GaúchaZH ouviu vítima de tentativa de feminicídio, que está retomando a vida, e reúne nesta reportagem os principais locais públicos onde buscar ajuda
Com as mãos, Carla* simula a distância que ainda enxerga entre as vítimas da violência doméstica e o sistema que deve resguardá-las. Por mais de uma década, foi espancada dentro de casa na Região Metropolitana. Há três anos, quando voltava do trabalho, o ex lhe atacou a facadas — foram 12 golpes. A mulher, hoje com medida protetiva, ainda passa por cirurgias para se recuperar das cicatrizes externas.

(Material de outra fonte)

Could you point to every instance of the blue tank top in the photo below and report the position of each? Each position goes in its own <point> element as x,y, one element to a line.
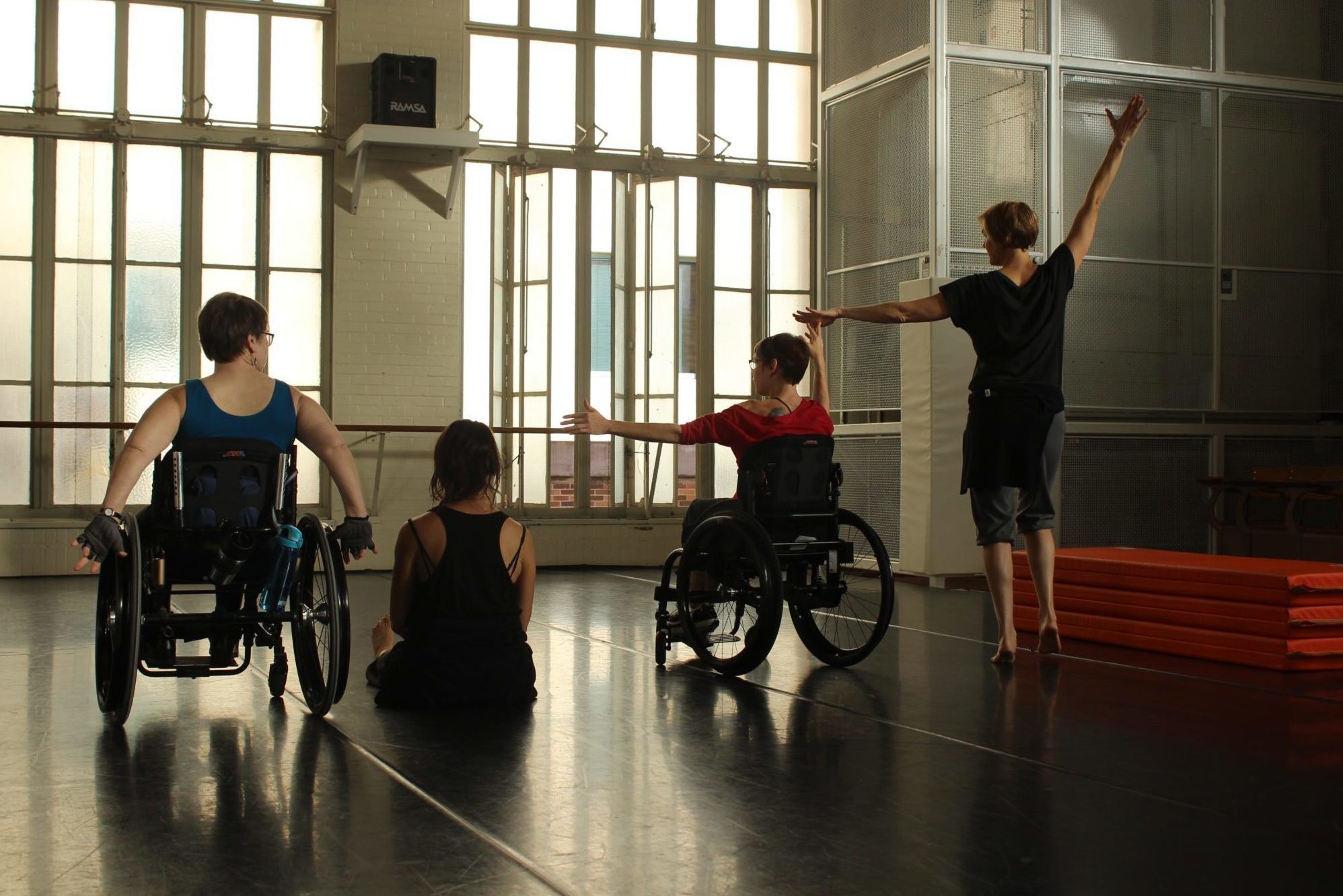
<point>203,420</point>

Para amenizar os traumas invisíveis, integra grupo de acolhimento oferecido pela Justiça. Como sobrevivente, defende que a rede se fortaleça, os agressores sejam punidos e as vítimas tenham mais segurança para denunciar. GaúchaZH reúne nesta reportagem serviço com órgãos públicos que podem orientar e atender mulheres que tentam se desvencilhar da violência.
Quando era espancada pelo marido, Carla não conseguia nem mesmo falar sobre as agressões. Por mais de uma vez chegou a ir até a polícia, mas desistiu de realizar o registro. Não se sentia segura e receava que o companheiro ficasse mais violento.

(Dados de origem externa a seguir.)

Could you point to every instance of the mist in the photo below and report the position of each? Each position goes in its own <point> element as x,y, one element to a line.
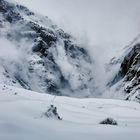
<point>105,27</point>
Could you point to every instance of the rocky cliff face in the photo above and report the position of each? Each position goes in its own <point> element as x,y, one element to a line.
<point>39,56</point>
<point>129,73</point>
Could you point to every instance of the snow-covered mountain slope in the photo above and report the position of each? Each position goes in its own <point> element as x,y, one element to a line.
<point>21,117</point>
<point>37,55</point>
<point>127,80</point>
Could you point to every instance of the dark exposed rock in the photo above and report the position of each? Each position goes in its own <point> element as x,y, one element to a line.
<point>52,113</point>
<point>109,121</point>
<point>130,73</point>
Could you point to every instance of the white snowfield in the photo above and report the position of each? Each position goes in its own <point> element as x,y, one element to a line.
<point>21,117</point>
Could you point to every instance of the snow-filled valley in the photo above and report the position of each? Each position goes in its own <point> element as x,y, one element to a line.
<point>21,117</point>
<point>55,87</point>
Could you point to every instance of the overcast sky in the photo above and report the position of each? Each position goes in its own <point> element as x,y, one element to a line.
<point>105,22</point>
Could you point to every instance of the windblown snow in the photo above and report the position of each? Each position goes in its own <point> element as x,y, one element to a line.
<point>22,118</point>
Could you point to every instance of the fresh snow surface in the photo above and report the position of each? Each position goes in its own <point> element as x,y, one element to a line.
<point>21,117</point>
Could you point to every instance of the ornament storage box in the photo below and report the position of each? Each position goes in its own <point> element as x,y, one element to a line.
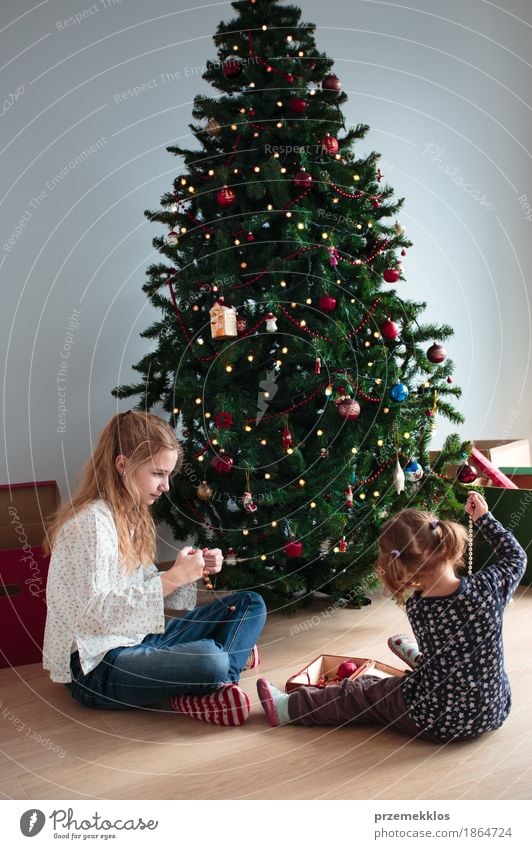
<point>327,664</point>
<point>24,508</point>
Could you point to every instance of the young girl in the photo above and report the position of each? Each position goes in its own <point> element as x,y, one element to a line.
<point>106,638</point>
<point>458,687</point>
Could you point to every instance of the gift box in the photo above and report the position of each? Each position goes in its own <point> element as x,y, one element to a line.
<point>323,671</point>
<point>24,510</point>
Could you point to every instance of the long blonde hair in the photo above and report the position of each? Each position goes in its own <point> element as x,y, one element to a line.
<point>138,436</point>
<point>412,545</point>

— O que precisamos é estreitar esse abismo ou não vamos vencer a violência. As coisas andam juntas, mas ainda distantes. Fui descobrindo tudo sozinha. As pessoas falam: existe determinado órgão. Mas chego por onde? A mulher não sabe qual a função, quais os direitos dela, onde vai, quem te esclarece, quem te apoia. Existem as leis, as coisas estão se aprimorando, melhorando, a rede de apoio está mais fortalecida, mas o Estado ainda não consegue te dar segurança. Precisamos também, de forma cultural, melhorar nossa visão em relação à agressão. Não culpar a mulher. E, mais do que isso, punir o agressor — avalia.
Carla vivia uma relação possessiva, onde o marido controlava a vida dela dentro e fora de casa. Por 38 vezes, foi espancada no rosto e se lembra de cada uma delas. Por outro lado, o companheiro se mostrava prestativo e bom pai, o que tornava a separação complexa. Muitas vezes, Carla se culpava pelo terror que vivia. Só conseguiu encerrar a relação após ser hospitalizada com lesões graves. Pensou que o horror havia acabado e retomou a vida, mas foi atacada novamente.
— Estou armado e vou te matar. Se tu saltar, te mato aqui mesmo — anunciou o ex, com a mulher dentro de um veículo.
Foram 12 facadas no peito, abdômen, mãos e perna, além de socos no rosto, enquanto ela se debatia. Carla gritava para que as pessoas que se aglomeravam no entorno do veículo chamassem a polícia. Mas não era atendida.
— Ele vai me matar! — implorava ajuda, pouco antes de conseguir saltar do carro.
O ex acabou preso, mas hoje aguarda julgamento em liberdade. Carla permaneceu hospitalizada por duas semanas, passou por oito cirurgias para reparar as sequelas, uma delas para reconstituir a mão. Frequentou sessões de fisioterapia e radioterapia para cessar a dor provocada pelas cicatrizes.
— É uma batalha de sobrevivência e de recuperação de tudo isso — resume.
A mudança, neste período, não tem sido somente externa. Por oito meses, teve apoio psicológico, e hoje é uma das integrantes do Projeto Borboleta, que acolhe vítimas de violência doméstica. Conta que o dia mais difícil foi subir sozinha as escadas do Fórum. Pensou que não conseguiria entrar na sala. Lá dentro, encontrou o abraço que buscava e passou a compartilhar as dores em um grupo com outras mulheres. Agora, compreende que estava envolvida em um ciclo de violência.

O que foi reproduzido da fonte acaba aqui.